Recent news reports heralding higher natural gas prices at 19-month highs (Bloomberg) due to cold weather (Reuters) and diminished inventories (even reports of the shale boom ending CSM) piqued my interest. There is hope that natural gas futures are bright (Forth Worth Star Telegram). I wanted to check these narratives against some of my models.

Estimating the marginal utility of money plagues my understanding of economics and greatly affects my ability to model it. However, I developed an alternative deflator called the Energy Price Index (EPI). I took historical Energy Information Agency (EIA) data and performed a regression of the data against the price of oil and natural gas for each fuel source, and then aggregated them based on fraction of total primary energy consumption to get the average price of primary energy delivered to the economy. I tied this model then to the daily WTI crude oil prices and the Henry Hub spot market. Here is an early attempt trying to describe this Economics for Engineers. This model has several problems first it ignores technological change in the conversion of energy to useful work, it assumes that the distribution between energy and non energy feedstocks is fixed, and it uses an adiabatic model of the US economy. The last assumption only affects the estimation of wealth, I perform a more rigorous derivation of the price and money relationships in The Effect of Price in Macroeconomics and have not had time to rebuild my models based on this work. The other two assumptions are a function of my own ignorance. Ayers and Warr estimate the necessary information to fix this error.
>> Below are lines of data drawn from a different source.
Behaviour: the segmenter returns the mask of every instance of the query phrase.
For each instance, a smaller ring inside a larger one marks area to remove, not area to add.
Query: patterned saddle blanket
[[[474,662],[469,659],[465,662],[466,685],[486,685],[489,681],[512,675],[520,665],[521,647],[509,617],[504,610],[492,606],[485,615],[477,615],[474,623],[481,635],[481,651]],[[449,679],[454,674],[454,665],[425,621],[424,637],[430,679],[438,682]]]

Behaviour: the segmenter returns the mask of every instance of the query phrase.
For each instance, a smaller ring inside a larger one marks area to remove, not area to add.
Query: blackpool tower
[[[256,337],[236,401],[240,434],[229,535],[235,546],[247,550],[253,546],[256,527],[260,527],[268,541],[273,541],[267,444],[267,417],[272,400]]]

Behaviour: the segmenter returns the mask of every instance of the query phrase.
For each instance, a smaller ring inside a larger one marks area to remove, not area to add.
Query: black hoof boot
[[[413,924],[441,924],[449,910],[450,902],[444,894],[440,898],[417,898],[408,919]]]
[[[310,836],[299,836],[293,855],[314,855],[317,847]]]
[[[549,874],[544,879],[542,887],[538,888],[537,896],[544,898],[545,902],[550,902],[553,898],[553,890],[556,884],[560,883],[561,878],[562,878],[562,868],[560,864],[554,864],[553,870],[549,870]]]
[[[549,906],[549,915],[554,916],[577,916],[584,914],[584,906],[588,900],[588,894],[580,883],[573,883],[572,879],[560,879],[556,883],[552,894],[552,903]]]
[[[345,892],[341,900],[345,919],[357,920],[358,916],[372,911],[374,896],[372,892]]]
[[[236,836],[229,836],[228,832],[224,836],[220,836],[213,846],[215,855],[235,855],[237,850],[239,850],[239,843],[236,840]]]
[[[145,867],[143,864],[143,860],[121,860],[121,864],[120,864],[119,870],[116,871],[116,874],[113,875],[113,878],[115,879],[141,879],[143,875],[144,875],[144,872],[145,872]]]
When we look at natural gas prices and compare it with the EPI deflated price, we find some interesting results, Natural Gas Prices.

First is that the real price of natural gas is stable and has been this way since roughly first quarter 2010. Second takeaway is that we are starting to see the signs of inflation in energy prices and not just in equities. Here is a graphic from Zero Hedge that shows the impact of Quantitative Easing on the S&P 500. From these two graphs it appears the impacts of inflation were initially noticed on Wall Street and that it appears they are starting to spread into other sectors.

Here is EPI deflated WTI crude oil spot market price graph

The comparison of the EPI to the CPI shows much more inflation than the CPI. However, the neglect of improvements in the conversion of energy to useful work would have an impact on the EPI moving it closer to parity with the CPI.